The WHATWG spec says it has to be one slash and that a parser must accept an indefinite amount of slashes. “http:/example.com” and “http:////////////////////////////////////example.com” are both equally fine. RFC 3986 and many others would disagree. Heck, most people I’ve confronted the last few days, even people working with the web, seem to say, think and believe that a URL has two slashes. Just look closer at the google picture search screen shot at the top of this article, which shows the top images for “URL” google gave me.

We just know a URL has two slashes there (and yeah, file: URLs most have three but lets ignore that for now). Not one. Not three. Two. But the WHATWG doesn’t agree.

“Is there really any reason for accepting more than two slashes for non-file: URLs?” (my annoyed question to the WHATWG)

“The fact that all browsers do.”

The spec says so because browsers have implemented the spec.

No better explanation has been provided, not even after I pointed out that the statement is wrong and far from all browsers do. You may find reading that thread educational.

In the curl project, we’ve just recently started debating how to deal with “URLs” having another amount of slashes than two because it turns out there are servers sending back such URLs in Location: headers, and some browsers are happy to oblige. curl is not and neither is a lot of other libraries and command line tools. Who do we stand up for?

Spaces

A space character (the ASCII code 32, 0x20 in hex) cannot be part of a URL. If you want it sent, you percent encode it like you do with any other illegal character you want to be part of the URL. Percent encoding is the byte value in hexadecimal with a percent sign in front of it. %20 thus means space. It also means that a parser that for example scans for URLs in a text knows that it reaches the end of the URL when the parser encounters a character that isn’t allowed. Like space.

Browsers typically show the address in their address bars with all %20 instances converted to space for appearance. If you copy the address there into your clipboard and then paste it again in your text editor you still normally get the spaces as %20 like you want them.

I’m not sure if that is the reason, but browsers also accept spaces as part of URLs when for example receiving a redirect in a HTTP response. That’s passed from a server to a client using a Location: header with the URL in it. The browsers happily allow spaces in that URL, encode them as %20 and send out the next request. This forced curl into accepting spaces in redirected “URLs”.

Non-ASCII

Making URLs support non-ASCII languages is of course important, especially for non-western societies and I’ve understood that the IRI spec was never good enough. I personally am far from an expert on these internationalization (i18n) issues so I just go by what I’ve heard from others. But of course users of non-latin alphabets and typing systems need to be able to write their “internet addresses” to resources and use as links as well.

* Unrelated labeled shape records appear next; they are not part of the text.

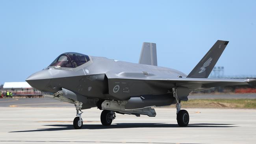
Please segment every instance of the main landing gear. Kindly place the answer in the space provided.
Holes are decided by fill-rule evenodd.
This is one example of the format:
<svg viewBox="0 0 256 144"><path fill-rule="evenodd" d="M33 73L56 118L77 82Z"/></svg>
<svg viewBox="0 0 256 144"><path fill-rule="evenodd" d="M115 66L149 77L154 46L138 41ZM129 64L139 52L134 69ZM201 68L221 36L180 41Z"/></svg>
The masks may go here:
<svg viewBox="0 0 256 144"><path fill-rule="evenodd" d="M113 111L104 110L100 114L100 122L103 126L110 126L115 118L115 113Z"/></svg>
<svg viewBox="0 0 256 144"><path fill-rule="evenodd" d="M187 111L184 109L181 110L181 103L179 100L176 88L173 88L173 96L176 99L176 109L177 109L177 122L180 127L185 127L187 126L189 122L189 115Z"/></svg>
<svg viewBox="0 0 256 144"><path fill-rule="evenodd" d="M76 109L76 116L78 116L75 117L73 121L73 126L75 129L81 129L83 127L83 120L81 116L83 113L81 110L82 105L83 105L83 103L81 102L75 102L75 106ZM79 111L81 112L81 113L79 113Z"/></svg>

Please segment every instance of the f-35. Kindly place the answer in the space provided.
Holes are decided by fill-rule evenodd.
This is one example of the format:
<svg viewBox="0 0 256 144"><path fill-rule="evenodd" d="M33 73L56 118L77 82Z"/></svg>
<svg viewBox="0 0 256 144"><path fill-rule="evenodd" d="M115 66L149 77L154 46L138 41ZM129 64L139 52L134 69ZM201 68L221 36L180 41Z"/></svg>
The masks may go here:
<svg viewBox="0 0 256 144"><path fill-rule="evenodd" d="M181 102L187 101L191 92L226 85L255 85L254 79L207 78L228 43L217 41L188 75L158 66L156 44L144 42L139 63L67 52L26 81L45 96L74 104L75 129L83 126L82 109L96 107L102 110L101 123L109 126L115 113L155 116L152 107L172 104L176 105L178 124L186 126L189 115L181 109Z"/></svg>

In an ideal world, we would have the i18n version shown to users and there would be the encoded ASCII based version below, to get sent over the wire.

For international domain names, the name gets converted over to “punycode” so that it can be resolved using the normal system name resolvers that know nothing about non-ascii names. URIs have no IDN names, IRIs do and WHATWG URLs do. curl supports IDN host names.

WHATWG states that URLs are specified as UTF-8 while URIs are just ASCII. curl gets confused by non-ASCII letters in the path part but percent encodes such byte values in the outgoing requests – which causes “interesting” side-effects when the non-ASCII characters are provided in other encodings than UTF-8 which for example is standard on Windows…

Similar to what I’ve written above, this leads to servers passing back non-ASCII byte codes in HTTP headers that browsers gladly accept, and non-browsers need to deal with…

No URL standard

I’ve not tried to write a conclusive list of problems or differences, just a bunch of things I’ve fallen over recently. A “URL” given in one place is certainly not certain to be accepted or understood as a “URL” in another place.

Not even curl follows any published spec very closely these days, as we’re slowly digressing for the sake of “web compatibility”.

There’s no unified URL standard and there’s no work in progress towards that. I don’t count WHATWG’s spec as a real effort either, as it is written by a closed group with no real attempts to get the wider community involved.

My affiliation

I’m employed by Mozilla and Mozilla is a member of WHATWG and I have colleagues working on the WHATWG URL spec and other work items of theirs but it makes absolutely no difference to what I’ve written here. I also participate in the IETF and I consider myself friends with authors of RFC 1738, RFC 3986 and others but that doesn’t matter here either. My opinions are my own and this is my personal blog.

Planet Mozilla[worklog] Golden Week working at half speed.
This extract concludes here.